Des matches de foot locaux par exemple: les informations existent, « mais elles ne sont pas accessibles sous une forme lisible pour quelqu’un qui se trouve à l’autre bout de la France ou au bout du monde et dont le cousin ou le neveu se trouve sur la pelouse », explique Claude de Loupy.
L’intérêt des robots rédacteurs dans ce cas est de « transformer quelque chose qui est incompréhensible ou difficilement atteignable en un texte ou un graphique, quelque chose qui s’appréhende immédiatement », explique-t-il.
Mais si les robots rédacteurs peuvent produire des textes courts à partir de données bien ciblées, ils sont incapables de produire une analyse, de faire des liens pertinents entre des faits, note M. de Loupy.
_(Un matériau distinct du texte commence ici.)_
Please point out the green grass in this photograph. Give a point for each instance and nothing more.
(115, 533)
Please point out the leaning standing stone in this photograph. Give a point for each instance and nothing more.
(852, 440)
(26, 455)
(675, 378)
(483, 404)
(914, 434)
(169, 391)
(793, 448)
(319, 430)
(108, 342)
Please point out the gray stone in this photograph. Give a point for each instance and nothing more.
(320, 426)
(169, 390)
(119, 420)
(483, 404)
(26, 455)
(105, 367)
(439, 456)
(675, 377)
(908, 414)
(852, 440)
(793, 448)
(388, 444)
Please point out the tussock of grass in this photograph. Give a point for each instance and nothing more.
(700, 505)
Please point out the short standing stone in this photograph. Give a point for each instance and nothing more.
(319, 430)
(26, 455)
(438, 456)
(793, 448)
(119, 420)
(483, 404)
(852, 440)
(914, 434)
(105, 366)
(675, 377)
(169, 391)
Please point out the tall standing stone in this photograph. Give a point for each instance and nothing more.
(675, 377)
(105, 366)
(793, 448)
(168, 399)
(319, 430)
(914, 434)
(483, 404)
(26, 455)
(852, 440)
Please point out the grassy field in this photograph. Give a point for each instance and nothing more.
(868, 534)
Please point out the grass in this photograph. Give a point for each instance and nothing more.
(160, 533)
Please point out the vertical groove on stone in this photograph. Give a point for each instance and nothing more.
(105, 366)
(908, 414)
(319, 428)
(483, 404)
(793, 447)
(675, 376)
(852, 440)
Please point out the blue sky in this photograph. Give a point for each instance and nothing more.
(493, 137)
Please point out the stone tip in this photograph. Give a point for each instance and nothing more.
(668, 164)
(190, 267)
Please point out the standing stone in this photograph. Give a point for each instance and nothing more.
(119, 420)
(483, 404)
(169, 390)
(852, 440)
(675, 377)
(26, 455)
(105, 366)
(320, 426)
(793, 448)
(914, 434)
« On peut produire automatiquement des textes sur les tops et les flops du jour à la Bourse », explique-t-il par exemple. « Mais il n’y a que le journaliste qui soit capable (…) de faire le lien » entre tel ou tel flop « et la déclaration du PDG ce jour-là ».
« On ne peut pas laisser une intelligence artificielle décider s’il y a un lien de cause à effet, c’est beaucoup trop complexe », ajoute-t-il.
Syllabs prévoit de doubler ses effectifs en 2018 pour atteindre la quarantaine de salariés et Claude de Loupy prévoit « une croissance à trois chiffres dans les cinq prochaines années ».
Les robots rédacteurs de Syllabs suscitent de l’intérêt « dans toute l’Europe, voire à l’extérieur de l’Europe », assure-t-il en effet.